Cas particulier « du relevé d’identité » d’un contrevenant
Conformément à l’article 78-6 du Code de procédure pénale, lorsque les agents de la police municipale sont amenés à « relever » l’identité d’un contrevenant pour dresser les procès-verbaux de contraventions qu’ils sont habilités à relever, et que ce dernier refuse ou se trouve dans l’impossibilité de justifier son identité, ils en rendent compte immédiatement à l’officier de police judiciaire territorialement compétent qui jugera de la situation.
Si l’OPJ leur ordonne de lui présenter le contrevenant, les agents de la police municipale le transportent dans un véhicule sérigraphié de la police municipale et le conduisent directement à un poste de police nationale indiqué.
Coordination opérationnelle entre « police municipale » et « police nationale »
La police nationale et les acteurs du territoire, dès lors qu’un problème de sécurité se pose dans un quartier, des groupements de partenariat opérationnel (GPO) sont mis en œuvre pour le résoudre de façon collective.

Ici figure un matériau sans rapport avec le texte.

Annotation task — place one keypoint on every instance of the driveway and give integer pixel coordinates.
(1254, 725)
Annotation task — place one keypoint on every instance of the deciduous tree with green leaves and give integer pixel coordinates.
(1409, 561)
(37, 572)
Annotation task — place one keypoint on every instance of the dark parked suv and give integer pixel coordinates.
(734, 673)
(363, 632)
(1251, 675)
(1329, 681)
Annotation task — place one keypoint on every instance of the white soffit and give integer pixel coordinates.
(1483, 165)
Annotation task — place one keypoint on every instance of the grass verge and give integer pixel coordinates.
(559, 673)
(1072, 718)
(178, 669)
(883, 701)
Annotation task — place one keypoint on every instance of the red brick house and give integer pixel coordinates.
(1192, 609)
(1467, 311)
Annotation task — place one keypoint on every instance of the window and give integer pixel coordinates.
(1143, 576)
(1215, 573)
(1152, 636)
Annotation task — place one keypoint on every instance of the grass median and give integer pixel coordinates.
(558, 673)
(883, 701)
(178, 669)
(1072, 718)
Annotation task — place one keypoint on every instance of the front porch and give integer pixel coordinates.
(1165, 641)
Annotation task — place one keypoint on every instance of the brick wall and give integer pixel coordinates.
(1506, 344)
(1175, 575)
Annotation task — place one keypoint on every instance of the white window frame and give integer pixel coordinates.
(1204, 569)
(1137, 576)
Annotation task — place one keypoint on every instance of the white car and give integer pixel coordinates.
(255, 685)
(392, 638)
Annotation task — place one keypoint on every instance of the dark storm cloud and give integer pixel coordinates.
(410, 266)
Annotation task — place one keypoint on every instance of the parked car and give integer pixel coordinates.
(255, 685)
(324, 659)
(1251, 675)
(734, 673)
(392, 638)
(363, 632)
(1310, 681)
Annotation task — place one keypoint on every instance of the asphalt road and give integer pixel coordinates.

Pilotés par la police nationale, en lien avec la police municipale, ils associent les acteurs concernés, tels que les commerçants, les syndicats de copropriétés, les bailleurs sociaux, les riverains…etc.
Au fil des mois, différentes actions peuvent être entreprises, parmi lesquelles : l’accentuation de la présence de la police nationale les soirs et les week-end, la modification des horaires de la police municipale pour patrouiller aussi le samedi, des patrouilles communes, différents diagnostics de sécurité des partenaires, l’identification des jeunes livrés à eux-mêmes pour la mise en œuvre d’un accompagnement social, La mise en place de « procédure de rappel à l’ordre » avec les parquets pour lutter contre les incivilités…
Le redimensionnement de la vidéoprotection, le rappel des bonnes pratiques pour éviter les intrusions ou les dégradations de véhicules, la mise en place des opérations tranquillités vacances (OTV)…
Conclusion
Aujourd’hui, face à une délinquance dès plus agile et réactive aux nouvelles technologiques, les maires sont en première ligne face à l’insécurité et le manque de moyens des services de l’État.
Face à cet état de fait, le beauvau des polices municipales fut mis en œuvre, afin de réaliser une concertation entre les acteurs et d’apporter une complémentarité entre les forces de sécurité.
Les conclusions de cette concertation furent rendues en début mars dernier mettant l’accent sur la mutualisation et la coordination, principe du continuum de sécurité.
« Ce travail collectif est la clé pour construire une sécurité de proximité, efficace et adaptée à chaque territoire », a conclu le ministre.
Et d’ajouter, « l’ensemble de ces concertations ont pour objectif d’aboutir à un texte de loi sur la modernisation des polices municipales avant l’été 2025 ».